Bonn (epd) Bisher lägen in vielen Fällen keine Anhaltspunkte für ein illegales Verhalten vor, sagte der Bonner Rechtsanwalt Gernot Lehr dem Evangelischen Pressedienst (epd). Wer sich legal verhalte, habe grundsätzlich das Recht auf den Schutz der Privatsphäre. Nur bei besonderen Umständen lasse sich eine Veröffentlichung des Namens rechtfertigen.
Nach Berichten der "Süddeutschen Zeitung" und eines internationalen Redaktionskonsortiums, die die 11,5 Millionen Dokumente der geleakten "Panama Papers" gemeinsam auswerteten, fanden sich darin Hinweise auf zahlreiche Politiker wie etwa den isländischen Ministerpräsidenten Sigmundur David Gunnlaugsson, der am Dienstag seinen Rücktritt erklärt hat. Auch Prominente und Sportler wie Lionel Messi wurden genannt. Neben deutschen Banken sollen aus Deutschland ein Rennfahrer, ein Hühnereier-Produzent und ein ehemaliger Siemens-Vorstand Eigentümer von Briefkastenfirmen sein.
Besondere Sorgfalt geboten
"Jemand, der rein privat sein Vermögen in eine Briefkastenfirma steckt, hat Anspruch darauf, in Ruhe gelassen zu werden", betonte Lehr.
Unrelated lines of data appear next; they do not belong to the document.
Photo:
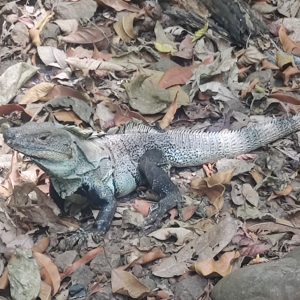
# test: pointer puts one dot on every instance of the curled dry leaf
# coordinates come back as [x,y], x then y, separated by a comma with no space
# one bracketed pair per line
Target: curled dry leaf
[82,261]
[37,92]
[222,266]
[119,5]
[125,283]
[37,29]
[188,212]
[219,235]
[213,187]
[52,56]
[146,258]
[42,245]
[169,116]
[181,234]
[288,73]
[177,75]
[288,45]
[49,271]
[88,35]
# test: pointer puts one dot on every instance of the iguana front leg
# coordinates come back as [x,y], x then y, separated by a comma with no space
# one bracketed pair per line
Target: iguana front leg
[151,166]
[103,198]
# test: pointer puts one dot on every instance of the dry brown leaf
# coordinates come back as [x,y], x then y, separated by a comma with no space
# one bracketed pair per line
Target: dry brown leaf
[257,176]
[119,5]
[188,212]
[177,75]
[222,266]
[267,65]
[42,245]
[67,116]
[45,291]
[37,92]
[37,29]
[4,279]
[82,261]
[88,35]
[118,27]
[291,98]
[169,116]
[185,48]
[125,283]
[49,271]
[182,234]
[288,45]
[146,258]
[64,91]
[288,73]
[213,187]
[127,22]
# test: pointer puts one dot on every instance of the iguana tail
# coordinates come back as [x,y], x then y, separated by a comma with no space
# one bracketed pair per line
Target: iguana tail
[195,148]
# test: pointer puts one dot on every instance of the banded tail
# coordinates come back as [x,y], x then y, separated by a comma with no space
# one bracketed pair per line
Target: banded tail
[192,148]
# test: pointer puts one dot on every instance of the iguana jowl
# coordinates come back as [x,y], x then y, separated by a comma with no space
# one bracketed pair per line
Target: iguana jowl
[112,166]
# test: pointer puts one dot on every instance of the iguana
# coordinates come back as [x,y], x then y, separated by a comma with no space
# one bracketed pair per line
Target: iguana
[105,168]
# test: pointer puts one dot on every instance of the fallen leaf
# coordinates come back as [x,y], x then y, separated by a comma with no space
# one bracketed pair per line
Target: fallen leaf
[176,75]
[213,187]
[201,247]
[89,35]
[119,5]
[4,279]
[288,73]
[169,116]
[188,212]
[250,194]
[288,45]
[42,245]
[13,79]
[45,291]
[49,271]
[291,98]
[148,257]
[125,283]
[200,33]
[52,56]
[222,266]
[82,261]
[37,92]
[146,97]
[181,234]
[37,29]
[163,44]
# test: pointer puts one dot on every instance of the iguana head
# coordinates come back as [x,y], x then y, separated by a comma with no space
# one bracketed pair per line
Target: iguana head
[52,147]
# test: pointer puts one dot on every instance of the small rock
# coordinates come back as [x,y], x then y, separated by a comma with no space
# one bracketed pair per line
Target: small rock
[278,280]
[190,288]
[65,259]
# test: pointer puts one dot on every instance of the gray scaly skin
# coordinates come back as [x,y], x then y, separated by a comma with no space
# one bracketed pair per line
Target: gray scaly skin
[112,166]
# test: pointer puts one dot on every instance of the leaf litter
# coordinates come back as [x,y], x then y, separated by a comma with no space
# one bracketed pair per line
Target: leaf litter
[115,62]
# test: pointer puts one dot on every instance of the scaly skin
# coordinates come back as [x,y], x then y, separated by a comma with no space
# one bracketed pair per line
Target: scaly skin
[114,165]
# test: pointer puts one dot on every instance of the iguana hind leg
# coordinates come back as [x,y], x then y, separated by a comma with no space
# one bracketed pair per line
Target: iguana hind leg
[152,166]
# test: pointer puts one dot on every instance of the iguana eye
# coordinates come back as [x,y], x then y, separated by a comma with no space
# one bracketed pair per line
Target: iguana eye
[43,137]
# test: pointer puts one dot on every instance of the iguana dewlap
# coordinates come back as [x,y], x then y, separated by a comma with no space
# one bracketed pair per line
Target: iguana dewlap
[112,166]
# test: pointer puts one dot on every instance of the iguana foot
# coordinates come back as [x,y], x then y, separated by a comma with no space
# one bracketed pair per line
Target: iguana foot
[152,165]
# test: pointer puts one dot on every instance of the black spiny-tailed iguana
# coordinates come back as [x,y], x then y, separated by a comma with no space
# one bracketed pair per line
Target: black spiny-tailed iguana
[112,166]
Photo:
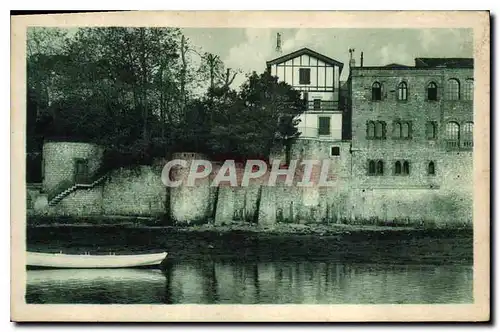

Das gelte auch für Personen des öffentlichen Lebens, solange sich der Verdacht illegalen Verhaltens nicht auf einen Mindesttatbestand von Beweisen stützen lasse: "Was ein Schauspieler oder Sportler mit seinem privaten Vermögen macht, geht die Öffentlichkeit grundsätzlich nichts an." Die Nutzung einer Briefkastenfirma allein rechtfertige keine Namensnennung durch die Medien. Betroffene könnten sich juristisch in einem solchen Fall zur Wehr setzen. Wenn der Verdacht eines illegalen Verhaltens vorliege, müsse dieser offen dargestellt werden.
Lehr verwies darauf, dass es den "Marketingwert" eines Spitzensportlers zerstören könne, wenn sein Name im Zusammenhang mit dem Verdacht auf Steuerhinterziehung falle. Schon allein die Äußerung des Verdachts habe häufig "nicht mehr korrigierbare Folgen", sagte der Medienjurist. Deshalb sei besondere Sorgfalt geboten. Insbesondere müsse bei einer Verdachtsäußerung stets deutlich werden, dass sich der Betroffene auch legal verhalten haben könnte.
Der Jurist bezweifelt, dass Forderungen nach einem verbesserten Schutz für Whistleblower berechtigt sind. Der Quellenschutz sei durch die Rechtsprechung des Bundesverfassungsgerichts und des Europäischen Gerichtshofs für Menschenrechte so stark ausgeprägt, dass eine Gesetzesänderung nicht notwendig sei. Die SPD-Generalsekretärin Katarina Barley hatte im Deutschlandfunk einen verbesserten Informantenschutz verlangt, um die Geheimhaltung bei Steuervergehen zu durchbrechen.